Here are some ways that businesses monitor how filled their offices are, including body sensors and water coolers.


    Employers can gauge how full their offices are in a variety of ways.
    Since more employers are summoning their employees back to the office, interest has increased.
    The analytics are telling, from monitoring the flavored water to using office-style radar.

    There are covert ways that businesses are monitoring how many people are showing up — and how employees are using the space — as more of them push return-to-office rules.

    Some firms are utilizing sensors that can detect when a person is in a conference room or seated at a desk.

    The sensors sold by an Australian business called XY Sense, which is named after the X and Y coordinates on a grid, are used by building managers and companies in more than a dozen nations to determine where individuals are on an office floor in real time.

    According to cofounder and CEO Alex Birch, knowing which areas of an office are being used and which areas may be vacant can assist companies determine how to better meet the needs of their staff.

    Now that summer is coming to an end in the US and some firms are stepping up attempts to bring workers back to their cubicles, questions regarding how employees are using offices may become more urgent.

    Birch said that XY Sense devices, which are frequently installed on a workspace’s ceiling, do not identify specific people. Only people’s presence in the office can be determined by the scanner, which can display them as dots on a screen.

    “It’s not about spying on people or being Big Brother. It’s really important to comprehend how space is utilised precisely, he stated.

    According to Birch, one client discovered a discrepancy between the number of attendees at meetings and the capacity of the rooms using XY Sense data. The majority of the customer’s meetings only had six employees or fewer. However, the majority of the conference rooms were configured to seat 10 to 20 people. In order to better meet demand, the employer was able to partition some of the areas, according to Birch.

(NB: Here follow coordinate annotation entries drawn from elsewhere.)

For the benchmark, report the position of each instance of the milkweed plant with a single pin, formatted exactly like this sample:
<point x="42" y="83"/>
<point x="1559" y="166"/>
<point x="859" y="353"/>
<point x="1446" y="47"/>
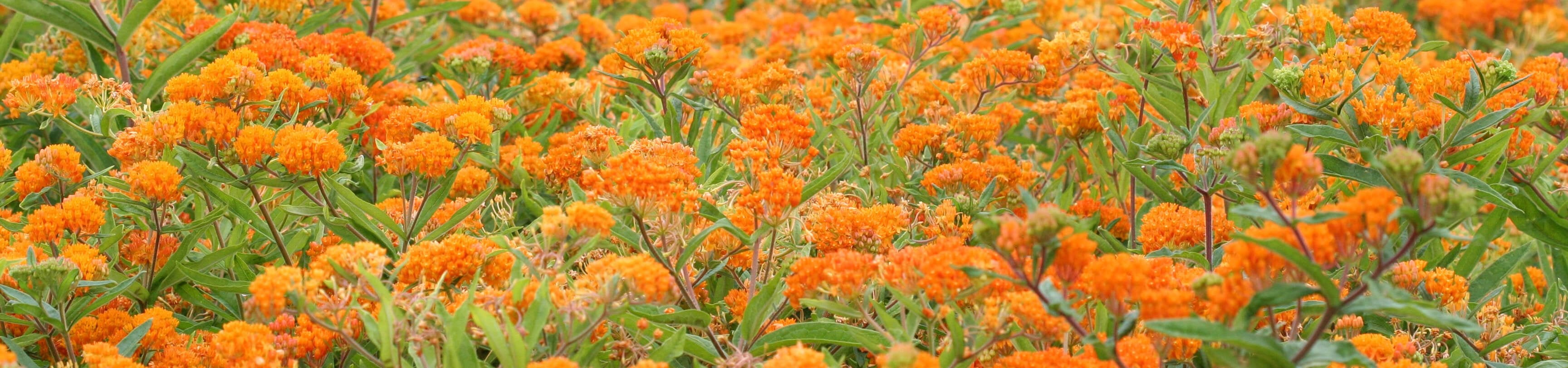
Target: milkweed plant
<point x="783" y="184"/>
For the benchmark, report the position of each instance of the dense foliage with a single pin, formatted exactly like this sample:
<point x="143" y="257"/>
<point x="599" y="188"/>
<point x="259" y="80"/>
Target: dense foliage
<point x="598" y="183"/>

    “Meeting rooms are frequently in demand, and when you stroll around, you see that they are all reserved but unoccupied. Therefore, if you have sensors, you can let the no-shows go and put them back in the pool, the man stated.

    The truth about the office water cooler

    There are more ways that calculating workplace occupancy can shed light on worker customs.

    Bevi, a manufacturer of devices that produce more than 40,000 different flavors of still and sparkling flavored water as well as other beverages, keeps track of how frequently thirsty workers approach its equipment.

    According to Sean Grundy, cofounder of Bevi, more employees are arriving at the office before 9 a.m. or remaining later than 5 p.m. than they were before the outbreak. In East Coast offices in 2019, 21% of flavored-water addicts used Bevi machines in the morning or evening. This year, that increased slightly to 26%.

    “I think what we’re seeing is that if people have to come in for two days, they’re either coming in early and staying late to beat the commute, or they’re just taking advantage of being away from home and having more ability to focus on just cranking out more hours,” said Grundy.

    Bevi’s data also reveals that suburban workplaces are slightly busier than downtown premises, which is not surprising. Urban areas use Bevi machines at a rate closer to 58%, while suburban locations are back up to roughly 64% of their pre-pandemic levels.

    Tracking badge swipes is not the same as these measures.

    The battle to get employees back to the office — and to let them know they’re there — has been fierce this year as more businesses have implemented RTO regulations.

    According to a previous Insider story, tech companies like Google, Amazon, X, and Meta are increasingly demanding workers to work from the office. Investment banks like Goldman Sachs and hedge firms like Citadel have led the charge on Wall Street in attempting to reunite people with their former workplaces.

    Naturally, employees who claimed that remote or hybrid work helped them attain a better work-life balance are rebelling, with many resigning in protest at RTO requirements. According to a Deloitte survey done in April of 700 managers and above in the financial services industry, two-thirds of those who work from home at least some of the time stated they would quit their jobs if they had to report to the office five days a week.

    Bevi, a Boston-based firm, requires employees to show in at least twice per week, but many choose to come in three or more days, according to Grundy. He claimed that the fact that the need is only two days might be contributing to some people visiting the office more frequently.
    “I recall thinking in college that if I was given a reading assignment of 20 pages, I would read them all. But I was given 200 pages to read, even though I had read none of them, he claimed. “You’re more likely to just, like, leap into it if the work is doable. It’s possible that people believe we trust them in general, leading to a slight increase in voluntariness.